A broader approach to the problem of childhood depression
It has been suggested that unhappiness among children is on the increase. But it is also suggested that the tendency to label the condition as depression, and therefore as something that can be counteracted by the prescribing of antidepressant drugs, is worthy of criticism.
In the BMJ for 11 December 2004, a psychiatrist, Sami Timini, offers some constructive
comments. The prescribing of antidepressants — usually selective serotonin
reuptake inhibitors — for children younger than 18 years has recently increased,
but in practice the use of SSRIs in children has been found to be ineffective
and in some instances even dangerous.
Ideas concerning child rearing in western societies have changed from an emphasis
on discipline and authority to an insistence on permissiveness and individual
human rights. In company with their elders, children have been encouraged through
commercial prompting and peer pressure to become pleasure-seeking consumers of
goods and services. The mobility of families has greatly increased and less time
is allotted to family life, while extended family ties are breaking down. The
trend is fed by capitalist principles prompted by increasing competition in the
marketplace and dissatisfaction with the status quo.

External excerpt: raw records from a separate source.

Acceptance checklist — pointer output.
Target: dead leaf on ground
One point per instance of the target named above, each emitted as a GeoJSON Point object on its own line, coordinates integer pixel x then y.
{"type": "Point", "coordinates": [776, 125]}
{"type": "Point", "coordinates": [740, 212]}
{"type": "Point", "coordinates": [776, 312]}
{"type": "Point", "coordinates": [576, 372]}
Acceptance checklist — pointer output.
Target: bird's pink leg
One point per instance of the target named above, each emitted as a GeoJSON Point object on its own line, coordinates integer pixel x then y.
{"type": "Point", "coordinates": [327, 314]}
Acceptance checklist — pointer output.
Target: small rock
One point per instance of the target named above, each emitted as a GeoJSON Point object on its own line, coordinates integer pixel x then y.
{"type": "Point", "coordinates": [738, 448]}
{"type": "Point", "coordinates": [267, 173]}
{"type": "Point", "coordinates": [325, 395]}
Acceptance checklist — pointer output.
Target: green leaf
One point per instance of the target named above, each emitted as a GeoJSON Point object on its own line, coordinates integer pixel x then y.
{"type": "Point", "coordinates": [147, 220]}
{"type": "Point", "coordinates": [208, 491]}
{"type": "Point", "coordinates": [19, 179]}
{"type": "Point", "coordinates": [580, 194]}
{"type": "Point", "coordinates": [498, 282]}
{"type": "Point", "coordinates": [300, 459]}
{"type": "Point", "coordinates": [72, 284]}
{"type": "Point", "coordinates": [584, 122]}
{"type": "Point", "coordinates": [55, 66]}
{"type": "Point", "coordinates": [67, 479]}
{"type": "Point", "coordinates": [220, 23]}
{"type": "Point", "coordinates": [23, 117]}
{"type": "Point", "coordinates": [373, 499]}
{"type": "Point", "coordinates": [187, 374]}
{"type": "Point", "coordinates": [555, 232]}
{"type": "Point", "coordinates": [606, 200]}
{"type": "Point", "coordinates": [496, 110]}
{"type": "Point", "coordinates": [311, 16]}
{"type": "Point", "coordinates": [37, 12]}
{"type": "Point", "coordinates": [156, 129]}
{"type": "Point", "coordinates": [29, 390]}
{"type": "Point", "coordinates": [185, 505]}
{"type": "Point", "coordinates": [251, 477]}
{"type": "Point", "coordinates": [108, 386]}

Accordingly, some childhood behaviour previously regarded as normal is seen in
terms of problems calling for medical remedies. Instead of calling a child unhappy
we tend to label it as depressed. However, biological features of depression
in adults, such as hypersecretion of cortisol, cannot safely be used to indicate
depression in children. Where a depressed adult would lose weight and appetite
and suffer sleep disturbances and feelings of guilt, a child would more often
demonstrate irritability, poor schoolwork and headaches.
Children in western cultures are particularly vulnerable to the effects of sociocultural
changes of recent years, where crime and the abuse of drugs and other substances
have adversely affected the sense of security of families.
“We need a multidisciplinary approach to both assessment and treatment
of unhappy children and their families,” says Dr Timini. “Such an
approach should normalise emotional responses to adverse life experiences, emphasise
more positive approaches (such as building on existing strengths and resilience)
and engage more systemic biopsychosocial interventions (including biological
factors such as diet, exercise and cognitive abilities).”
In the absence of any evidence, we tend to assume that a remedial drug waits
on the shelf for every disturbance of the human body and psyche. Such assumptions
should be recognised as narrow-minded, if not arrogant.